Posted on April 11, 2016
Victory: New rules to stop Wall Street retirement scams
We just won a big victory on investment reform, and already Republicans are siding with financial interests to try and strip it away.
More than 100,000 CREDO members spoke out for strong new rules protecting Americans’ retirement savings from scam artists, and now the Obama administration has answered.
In a victory for financial reformers, the Department of Labor just unveiled new rules that will force investment advisors to put clients first and save Americans millions of dollars each year.
Right now, Wall Street scams Americans out of up to $17 billion of their retirement savings every year. Broker-dealers have been caught giving workers bad advice in order to win a commission, or even to score kickbacks for hawking certain products. The people who trust them lose their life savings, their economic security, and their peace of mind.

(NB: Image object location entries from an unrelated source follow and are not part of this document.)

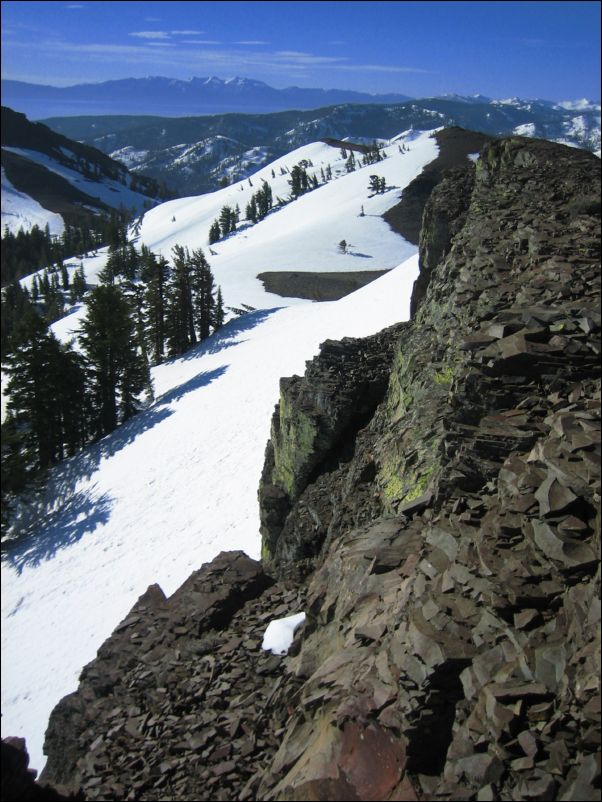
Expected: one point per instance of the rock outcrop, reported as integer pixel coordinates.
(452, 643)
(431, 499)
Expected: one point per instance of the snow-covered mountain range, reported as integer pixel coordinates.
(47, 178)
(171, 97)
(163, 494)
(192, 154)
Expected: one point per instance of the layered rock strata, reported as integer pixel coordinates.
(175, 704)
(452, 643)
(431, 499)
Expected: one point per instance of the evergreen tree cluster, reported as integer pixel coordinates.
(350, 164)
(378, 184)
(27, 251)
(300, 181)
(373, 155)
(260, 204)
(225, 224)
(60, 399)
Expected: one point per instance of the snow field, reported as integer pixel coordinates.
(280, 632)
(105, 189)
(21, 211)
(160, 496)
(177, 484)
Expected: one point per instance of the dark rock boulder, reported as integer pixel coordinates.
(462, 618)
(431, 500)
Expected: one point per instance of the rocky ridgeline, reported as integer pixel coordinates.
(431, 499)
(451, 649)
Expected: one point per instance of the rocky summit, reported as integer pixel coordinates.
(431, 500)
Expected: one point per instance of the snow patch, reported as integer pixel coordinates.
(280, 633)
(20, 211)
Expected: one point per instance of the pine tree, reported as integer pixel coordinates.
(227, 221)
(202, 287)
(155, 273)
(218, 317)
(214, 232)
(64, 276)
(78, 285)
(47, 395)
(117, 369)
(180, 331)
(251, 212)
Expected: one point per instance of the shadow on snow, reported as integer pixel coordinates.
(227, 336)
(198, 381)
(78, 515)
(62, 512)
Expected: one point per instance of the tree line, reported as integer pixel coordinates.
(144, 310)
(27, 251)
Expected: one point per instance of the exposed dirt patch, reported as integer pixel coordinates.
(454, 146)
(317, 286)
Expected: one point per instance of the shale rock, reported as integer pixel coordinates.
(431, 500)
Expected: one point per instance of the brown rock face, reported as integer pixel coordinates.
(456, 598)
(431, 499)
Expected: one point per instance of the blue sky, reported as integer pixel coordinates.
(530, 49)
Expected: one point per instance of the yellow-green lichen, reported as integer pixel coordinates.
(445, 376)
(293, 446)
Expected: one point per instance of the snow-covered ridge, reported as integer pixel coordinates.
(162, 494)
(21, 211)
(109, 191)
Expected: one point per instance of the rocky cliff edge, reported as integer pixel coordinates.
(431, 498)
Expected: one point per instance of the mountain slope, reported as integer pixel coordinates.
(41, 168)
(160, 496)
(303, 235)
(156, 146)
(208, 427)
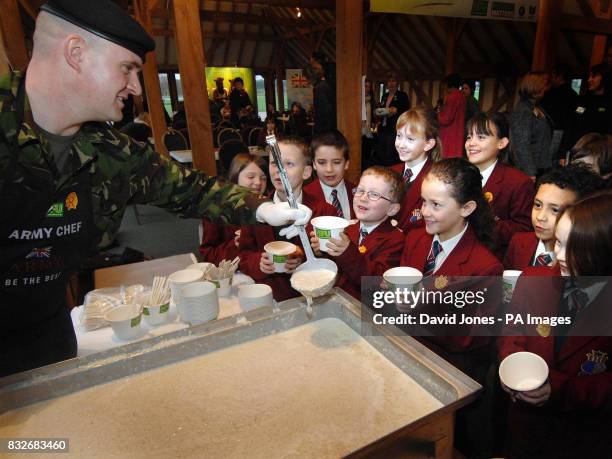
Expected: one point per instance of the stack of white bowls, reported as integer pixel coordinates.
(198, 303)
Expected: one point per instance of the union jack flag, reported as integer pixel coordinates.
(40, 252)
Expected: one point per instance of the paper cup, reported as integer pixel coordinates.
(154, 314)
(510, 277)
(523, 371)
(279, 252)
(125, 321)
(327, 227)
(254, 296)
(198, 303)
(181, 278)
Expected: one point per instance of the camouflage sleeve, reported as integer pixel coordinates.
(161, 182)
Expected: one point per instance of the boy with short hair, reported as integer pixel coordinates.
(371, 245)
(330, 152)
(254, 261)
(559, 188)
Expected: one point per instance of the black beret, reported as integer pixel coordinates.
(105, 19)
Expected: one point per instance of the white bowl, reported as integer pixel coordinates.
(198, 303)
(279, 252)
(125, 321)
(523, 371)
(327, 227)
(254, 296)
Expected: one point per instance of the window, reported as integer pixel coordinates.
(260, 89)
(165, 89)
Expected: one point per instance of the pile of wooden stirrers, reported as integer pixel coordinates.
(226, 269)
(160, 292)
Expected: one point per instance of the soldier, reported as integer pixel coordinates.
(66, 176)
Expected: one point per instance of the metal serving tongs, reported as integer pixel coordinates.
(311, 261)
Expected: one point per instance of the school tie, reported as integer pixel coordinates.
(336, 204)
(362, 235)
(430, 263)
(407, 176)
(543, 259)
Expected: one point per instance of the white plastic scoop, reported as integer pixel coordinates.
(312, 263)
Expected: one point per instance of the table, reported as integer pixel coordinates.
(140, 273)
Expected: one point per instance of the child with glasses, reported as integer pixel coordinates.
(371, 245)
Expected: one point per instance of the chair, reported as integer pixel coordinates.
(228, 151)
(174, 140)
(253, 136)
(228, 134)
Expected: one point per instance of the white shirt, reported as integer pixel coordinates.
(540, 249)
(447, 247)
(342, 197)
(416, 170)
(276, 199)
(487, 173)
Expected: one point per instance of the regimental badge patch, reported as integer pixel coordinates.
(594, 364)
(72, 201)
(56, 210)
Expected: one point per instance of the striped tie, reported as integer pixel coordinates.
(430, 263)
(336, 204)
(543, 259)
(362, 235)
(407, 176)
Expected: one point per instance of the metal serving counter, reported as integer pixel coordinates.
(265, 383)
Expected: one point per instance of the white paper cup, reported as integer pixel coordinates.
(154, 314)
(279, 252)
(125, 321)
(523, 371)
(198, 303)
(510, 277)
(327, 227)
(254, 296)
(181, 278)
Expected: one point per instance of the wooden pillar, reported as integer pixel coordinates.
(547, 33)
(190, 47)
(349, 36)
(143, 9)
(12, 34)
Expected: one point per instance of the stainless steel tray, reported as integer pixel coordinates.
(437, 377)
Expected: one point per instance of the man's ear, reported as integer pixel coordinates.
(74, 51)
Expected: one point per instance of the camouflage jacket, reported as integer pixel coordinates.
(122, 171)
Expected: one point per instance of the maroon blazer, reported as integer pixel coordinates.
(510, 193)
(253, 238)
(575, 421)
(521, 250)
(409, 217)
(314, 188)
(218, 242)
(469, 258)
(383, 248)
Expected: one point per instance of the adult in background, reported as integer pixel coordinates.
(471, 104)
(66, 175)
(531, 127)
(451, 118)
(239, 99)
(393, 103)
(560, 104)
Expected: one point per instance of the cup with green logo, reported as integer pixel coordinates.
(279, 252)
(327, 227)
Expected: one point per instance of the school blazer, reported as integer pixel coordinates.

Thanks to the advocacy of CREDO members, our friends and allies, and the leadership of progressive champions like Sen. Elizabeth Warren, millions of Americans will be safe from these scams.
Now, House Speaker Paul Ryan has promised to stop these rules from going into effect. Last year, a bill to delay the new protections passed the House with bipartisan support. Democrats in the Senate are our firewall to make sure these protections go into place, but it will take immediate public pressure to make sure no Senate Democrats join Republicans in their crusade to defend Wall Street scam artists.